Roger Lewis has passed away, but his impact on the development of our Mathematics Department will be felt for many years by both students and faculty. Before entering graduate school at the University of Tennessee, Roger had worked in industry as a mathematician at the Ballistics Research Labs (Aberdeen Proving Grounds, Maryland) and RCA Service Corporation (Patrick Air Force Base in Florida). Following this, he received his M.S. in mathematics from the Florida Institute of Technology (1964) and Ph.D. from the University of Tennessee (1972). He was briefly at Slippery Rock State College in Pennsylvania before joining UAB in 1975.
At this time, UAB was only two years beyond the conversion from junior college to university status, and the Department of Mathematics was essentially a junior college department, with faculty involved primarily in teaching remedial and elementary mathematics courses. Further, at this time there were no organized research or grant initiatives in mathematics.
Then, in 1978, the department had a new chairman who placed some emphasis on visible research programs which could attract funding. Roger made the most of this opening. He had continued to expand on the work of his doctoral thesis, and in 1980 he received the department’s first NSF research grant.
This was followed by a bold plan developed jointly by Roger and Ian Knowles, who Roger had first met at a conference in Scotland in 1974 and who later joined our department. Although on paper UAB did not have facilities to host a large international conference, in 1986 they managed to find space and organize a conference which brought many of the world’s leading researchers in differential equations and mathematical physics to Birmingham (260 mathematicians from 22 countries). This was followed up by conferences in 1990, 92, 94, 97, 99, 2002 and 2005. These were so successful that Barry Simon of CalTech encouraged several of his graduate students to apply for positions at UAB upon receiving their doctorates. And some applicants for positions in the department commented on the impact our meetings had on them and their interest in joining the UAB faculty.
Roger was chairman of the department in 1984 - 87 and 1997 - 2001 and continued the practice of filling new positions with research talent. This was paying off, and UAB at one point was ranked number three in the Southeast (just behind Duke and Georgia Tech) in NSF grants per faculty. This success was no doubt made possible partly through Roger’s personal manner as chairman. He was a familiar figure to department members, who knew him as a reasonable person who could be approached with ideas and observations. He was meticulous in honoring agreements, and one had the confidence that he was always trying to do the right thing, which in this setting was to achieve best results for faculty and students. He brought a high level of integrity to his position as chairman, and inspired confidence in those who worked with him on various projects to improve department teaching and research.

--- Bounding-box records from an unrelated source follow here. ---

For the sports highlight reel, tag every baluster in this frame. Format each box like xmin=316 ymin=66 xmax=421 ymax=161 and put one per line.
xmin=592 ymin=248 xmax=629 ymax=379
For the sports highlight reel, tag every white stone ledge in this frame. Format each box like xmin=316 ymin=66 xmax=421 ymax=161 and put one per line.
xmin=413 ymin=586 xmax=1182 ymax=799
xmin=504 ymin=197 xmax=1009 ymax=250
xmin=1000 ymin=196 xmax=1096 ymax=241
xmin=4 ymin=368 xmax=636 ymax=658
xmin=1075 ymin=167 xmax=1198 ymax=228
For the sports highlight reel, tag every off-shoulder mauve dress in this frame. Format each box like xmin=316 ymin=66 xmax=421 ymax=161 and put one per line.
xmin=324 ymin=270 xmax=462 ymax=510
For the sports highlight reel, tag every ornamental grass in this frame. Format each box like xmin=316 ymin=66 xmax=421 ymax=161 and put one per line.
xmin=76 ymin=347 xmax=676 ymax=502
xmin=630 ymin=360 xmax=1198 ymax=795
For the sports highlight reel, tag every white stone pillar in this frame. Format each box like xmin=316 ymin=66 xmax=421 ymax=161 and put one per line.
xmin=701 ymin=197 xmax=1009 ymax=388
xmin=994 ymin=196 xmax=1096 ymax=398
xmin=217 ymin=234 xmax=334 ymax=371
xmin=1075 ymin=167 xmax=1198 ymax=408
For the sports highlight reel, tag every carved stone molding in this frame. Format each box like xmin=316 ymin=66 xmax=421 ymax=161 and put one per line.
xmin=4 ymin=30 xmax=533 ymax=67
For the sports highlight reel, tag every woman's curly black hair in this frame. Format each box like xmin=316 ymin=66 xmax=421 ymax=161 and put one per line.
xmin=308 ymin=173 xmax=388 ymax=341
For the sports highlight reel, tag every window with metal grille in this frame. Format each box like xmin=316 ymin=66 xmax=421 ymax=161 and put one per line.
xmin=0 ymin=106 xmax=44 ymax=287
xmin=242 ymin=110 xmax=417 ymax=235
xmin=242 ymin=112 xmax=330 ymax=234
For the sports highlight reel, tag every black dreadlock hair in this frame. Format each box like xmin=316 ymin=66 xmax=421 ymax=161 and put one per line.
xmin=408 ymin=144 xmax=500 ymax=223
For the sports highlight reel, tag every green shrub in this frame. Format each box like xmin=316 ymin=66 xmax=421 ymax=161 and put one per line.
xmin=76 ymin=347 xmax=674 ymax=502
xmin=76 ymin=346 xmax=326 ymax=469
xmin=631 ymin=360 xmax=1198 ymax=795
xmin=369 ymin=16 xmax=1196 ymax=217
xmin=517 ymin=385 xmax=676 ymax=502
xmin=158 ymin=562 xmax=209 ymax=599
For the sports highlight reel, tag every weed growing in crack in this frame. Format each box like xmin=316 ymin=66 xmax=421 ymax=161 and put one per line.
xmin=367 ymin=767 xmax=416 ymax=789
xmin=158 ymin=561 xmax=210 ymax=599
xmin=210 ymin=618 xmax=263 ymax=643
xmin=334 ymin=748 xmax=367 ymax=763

In addition to individual grants faculty were winning for their research, the university was awarded an EPSCoR grant (1986 - 91). These grants were for Established Programs to Stimulate Competitive Research and were large interdisciplinary university grants designed to enable promising departments to develop their research potential. Over the next few years, the Mathematics Department (along with Physics and other areas) enjoyed substantial EPSCoR funding to develop research activities they had been building over the past few years. Roger was a lead investigator on our first EPSCoR proposal.
In addition to these successful efforts to develop research areas, productivity and funding, the department took the significant step of beginning a doctoral program. Previously within the Alabama system there had been a doctoral mathematics program only at the Tuscaloosa campus. But Roger engaged UAB administration and interested department members to lead UAB’s objective of raising its graduate program to the highest level. After skillfully weaving through sensitive and highly political issues, a joint program involving the Birmingham, Tuscaloosa and Huntsville campuses emerged and received state approval. Our doctoral program is now a high point of our department and has generated additional initiatives to raise the level of hiring research faculty and developing the research capabilities of our students. And in his leadership role, Roger continued his productivity past retirement, producing a total of 51 books and papers.
Finally, it is a sign of the current status of the department that UAB was selected to host an NSF Fast Track program, in which undergraduate students showing talent for mathematics are given the opportunity to accelerate their programs to reach the graduate level more quickly. In this way the tremendous success of the research and graduate activities of the department have helped develop new opportunities for undergraduate students as well.
Through these efforts, Roger has been a significant figure in achieving the present success of the department, and in pointing a way to build an even more exciting future for our students and faculty.
Funeral services will be held on Monday, June 14, 2021, at 12:00 p.m. at Independent Presbyterian Church, 3100 Highland Avenue, Birmingham, AL 35205.